Other way around in locomotives. The fire goes through the tubes, the water surrounds them. The large number of tubes gives a really large surface area over which the fire's heat can be transferred to the water - it's a form of heat exchanger. The last energy of the exhaust steam from the cylinders is sent up the exhaust to create a forced draught that drags the fire through the tubes.
Later industrial and marine boilers turned this inside out and sent the water through tubes in the fire like you describe. This can be more efficient (because it's easier to hold high pressure in water tubes than a loco boiler) but only a few locos tried it and it didn't deliver much benefit there - seems to have been hard to make work well in loco format.
Trains need higher volume + they also have less space for the firebox/men to load them. In a boat you also don't have a water storage challenge. In a train you can store the water in same place as boiler - big win.
Still. The train sometimes stopping mid trip to build up steam was a thing.
Not sure if you are only asking about very old steam ships. More modern designs, as used by various naval forces as well as commercial operators, still use steam to convert thermal energy to mechanical energy. This is true whether they burn crude oil or even have nuclear reactors.
They have methods to "make water" by using some of their energy to run some kind of desalination plant. Traditionally, this was a distillation process. Newer ships might have reverse osmosis systems. I don't know which are preferred in military applications. Reverse osmosis is more energy efficient, but I can imagine that distillation may have more reliability under adverse conditions. I could imagine having both for efficiency with fault tolerance...

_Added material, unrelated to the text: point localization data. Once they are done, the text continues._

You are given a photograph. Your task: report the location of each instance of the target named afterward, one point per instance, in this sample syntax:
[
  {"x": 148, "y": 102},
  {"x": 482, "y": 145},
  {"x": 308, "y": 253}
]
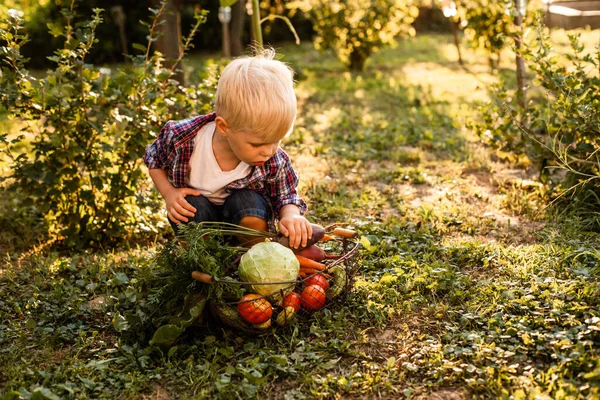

They would still also have a reservoir to store water for later use. That way, all the available thermal power can be directed towards locomotion when necessary. They can make water periodically, when power demands allow it and in a manner that would be most efficient for the equipment.
The desalination may not be perfect either. As I understand it, multiple US Navy ships inadvertently exposed their crews to Agent Orange during the Vietnam war through this process. They were not directly exposed to the chemical like victims on the land. Instead, the run-off from land went into river deltas and contaminated water was drawn in by nearby ships. The chemicals made it through the desalination process and into drinking water supplies.
Ships needed a source of pure water for the engines. In fact the boiler feed water system usually had the highest priority for use of pure water ahead of drinking water.